If you want to reach a whole bunch of people in the post-NSA-scandal world, how do you do it? Definitely not via a centralized social network. Why? Because while it hasn't been proven, it's pretty clear all of the major ones are receiving NSLs to gaslight their customers. This means if you send a message over a centralized social network, chances are it will only land if the contents of your message is 'approved' to land.

This is why you see everyone going back to hosting their own content on their own websites. Because if you're using an ip address, with a web server, dissemenating information across the Internet there is no possible way in hell you will be gaslit by the company you've trusted to distribute your content for you.

So how do you distribute content over the web?

One way you can do this is by using a Git repository. Check all of your content into Git, and because Git won't let you take anything away (all changes are hashed to a merkle tree since the first commit) there's little chance someone will tamper with what you're saying.

Also, when you use Git to maintain your website, no one can inject malicious code into your site. Great! I've been storing my website content in a git repo since the beginning of 2013, and so far its worked out very well.

But this leaves the question of notification. How do you notify people when there is new content?

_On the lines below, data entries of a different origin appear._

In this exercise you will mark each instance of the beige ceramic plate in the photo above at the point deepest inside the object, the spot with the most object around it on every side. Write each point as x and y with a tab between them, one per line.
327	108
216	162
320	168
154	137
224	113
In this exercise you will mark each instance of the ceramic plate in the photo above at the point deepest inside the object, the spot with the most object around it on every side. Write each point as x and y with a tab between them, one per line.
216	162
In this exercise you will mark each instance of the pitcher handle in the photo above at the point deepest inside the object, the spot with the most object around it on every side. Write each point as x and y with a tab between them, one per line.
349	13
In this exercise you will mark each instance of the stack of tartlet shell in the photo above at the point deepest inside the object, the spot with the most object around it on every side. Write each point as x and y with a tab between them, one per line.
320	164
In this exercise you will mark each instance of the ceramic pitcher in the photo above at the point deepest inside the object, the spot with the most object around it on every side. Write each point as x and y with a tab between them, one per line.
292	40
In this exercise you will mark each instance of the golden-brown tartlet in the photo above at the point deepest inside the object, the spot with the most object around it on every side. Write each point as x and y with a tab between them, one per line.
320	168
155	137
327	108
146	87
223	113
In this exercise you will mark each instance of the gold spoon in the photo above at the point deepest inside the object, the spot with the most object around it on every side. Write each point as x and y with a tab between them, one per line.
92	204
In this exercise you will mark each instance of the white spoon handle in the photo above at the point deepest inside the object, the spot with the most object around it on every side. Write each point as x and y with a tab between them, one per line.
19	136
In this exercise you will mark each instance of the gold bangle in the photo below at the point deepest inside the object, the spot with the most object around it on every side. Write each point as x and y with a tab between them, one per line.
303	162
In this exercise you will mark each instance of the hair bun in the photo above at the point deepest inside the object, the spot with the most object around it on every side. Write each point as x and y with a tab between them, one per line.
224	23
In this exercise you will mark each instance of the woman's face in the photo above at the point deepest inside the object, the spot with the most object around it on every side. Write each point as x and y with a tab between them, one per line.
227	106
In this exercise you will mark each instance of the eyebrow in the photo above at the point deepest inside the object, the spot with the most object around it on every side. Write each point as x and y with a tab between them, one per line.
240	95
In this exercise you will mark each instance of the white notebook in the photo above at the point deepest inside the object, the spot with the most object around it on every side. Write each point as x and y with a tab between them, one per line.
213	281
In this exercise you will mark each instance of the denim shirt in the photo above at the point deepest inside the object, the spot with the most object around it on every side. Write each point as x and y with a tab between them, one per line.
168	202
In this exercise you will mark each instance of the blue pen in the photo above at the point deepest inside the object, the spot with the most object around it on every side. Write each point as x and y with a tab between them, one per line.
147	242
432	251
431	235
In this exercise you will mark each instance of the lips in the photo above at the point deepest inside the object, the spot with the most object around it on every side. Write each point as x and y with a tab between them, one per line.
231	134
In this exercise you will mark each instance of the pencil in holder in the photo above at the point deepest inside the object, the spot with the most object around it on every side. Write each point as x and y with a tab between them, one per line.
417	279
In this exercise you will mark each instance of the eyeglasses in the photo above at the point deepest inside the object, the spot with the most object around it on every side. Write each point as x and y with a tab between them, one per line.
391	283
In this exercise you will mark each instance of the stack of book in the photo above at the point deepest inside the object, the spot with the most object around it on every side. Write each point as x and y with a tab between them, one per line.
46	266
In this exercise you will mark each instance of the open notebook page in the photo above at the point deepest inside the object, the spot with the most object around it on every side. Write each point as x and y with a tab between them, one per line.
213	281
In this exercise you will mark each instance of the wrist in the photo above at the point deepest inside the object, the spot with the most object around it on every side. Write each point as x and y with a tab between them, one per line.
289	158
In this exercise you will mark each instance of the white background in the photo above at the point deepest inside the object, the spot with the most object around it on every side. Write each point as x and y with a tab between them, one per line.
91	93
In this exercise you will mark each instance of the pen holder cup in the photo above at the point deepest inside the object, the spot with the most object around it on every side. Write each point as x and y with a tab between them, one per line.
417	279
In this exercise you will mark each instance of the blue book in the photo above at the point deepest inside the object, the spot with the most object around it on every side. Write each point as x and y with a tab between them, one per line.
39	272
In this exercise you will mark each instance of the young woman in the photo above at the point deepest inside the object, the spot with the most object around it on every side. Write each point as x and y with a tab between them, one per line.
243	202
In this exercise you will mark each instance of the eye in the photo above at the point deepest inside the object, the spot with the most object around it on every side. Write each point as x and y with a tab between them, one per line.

As far as I can tell, there's no good way to do this right now. I've been using a mass-email providor to send messages, but I do this with a lot of hesitation because while my open rate is 70% better than the industry average, I also tend to write about things that get me 'flagged' in their system.

This means my account gets suspended for a day or two, and I have to talk to their support desk to let me send the message. I've avoided problems by keeping my messages using this mass email provider short, and put the contents of my messages on my own web server. This prevents my message from getting caught in the rabblerouser filter, but isn't a great long-term solution. I can always be suspended for what I say on my own website, not what I say in the email message itself.

So how am I possibly going to have free speech and also reach people at the end of 2013?

One possible solution is to get a lot of you onto IRC. Internet relay chat is a great way to do realtime communication in a chatroom setting. On Hyperboria, its one of the most common ways for people to communicate around relevant issues without being censored or gaslit.

Install an IRC client. I use irssi. /connect irc.freenode.net and /join #bitters. While this is named after the Node.js project I use for my website, it's also a good place to communicate about anything you want with your fellow humans during times like these.